So Layout Scene will transfer raw curves to Animation Scene through a script to have a good starting point, but the Animation Scene will only spit out vertex points (Alembic Cache) because I really don’t want anything animatable in the fx / sim / lighting / rendering stages. If a problem occurs it should be kicked back to the appropriate department imo.
Which is why I also think a lighter shouldn’t tweak animations or tweak shaders. I value a texture pixel as much as I value a shader parameter as much as I value an animation curve, and they all belong to their appropriate departments, this makes things consistent imo across the entire project instead of having random tweaks by random people here and there 
The issue about shot uniqueness is a good point and something I haven’t thought about.
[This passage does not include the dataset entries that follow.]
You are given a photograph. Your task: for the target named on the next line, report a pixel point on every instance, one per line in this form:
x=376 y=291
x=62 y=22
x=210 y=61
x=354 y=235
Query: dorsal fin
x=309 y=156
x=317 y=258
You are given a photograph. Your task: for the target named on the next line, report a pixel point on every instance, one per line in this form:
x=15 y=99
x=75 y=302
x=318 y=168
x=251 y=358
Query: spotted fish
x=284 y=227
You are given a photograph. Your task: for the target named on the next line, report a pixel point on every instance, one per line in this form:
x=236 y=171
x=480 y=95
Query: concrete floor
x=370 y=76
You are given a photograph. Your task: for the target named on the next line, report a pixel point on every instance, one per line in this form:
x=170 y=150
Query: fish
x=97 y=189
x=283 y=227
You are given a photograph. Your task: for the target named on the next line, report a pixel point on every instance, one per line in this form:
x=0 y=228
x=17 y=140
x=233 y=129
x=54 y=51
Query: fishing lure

I’ve seen some pipelines having a “Finaling Stage” as well right before rendering (like you state about Framestore) where they do additional tweaks here and there with deformers. It could be done there or it should be just as you say kicked back to the right department.
Can’t say for sure which one I like, I’m not a fan of having random edits late in the pipeline. It sounds like a compositor trying to make a render look good when the rendering and shaders were done poorly. It’s not compositors job to do that, he should only assemble everything and layer stuff with atmospherics and do final color corrections. The renders should look 80% good when they arive to a compositor and the last 20% should be done there.
But of course in the real world stuff like this is not avoidable (time constraints, people, management), but I always aim for perfection at a 100% level and beyond.
I’ve seen some Blur Studio tools which I thought was quite cool, especially their point cache placer tool with randomized accessories. I don’t think it was used for hero animations though since this tool was there to create mass army / crowd with different animations.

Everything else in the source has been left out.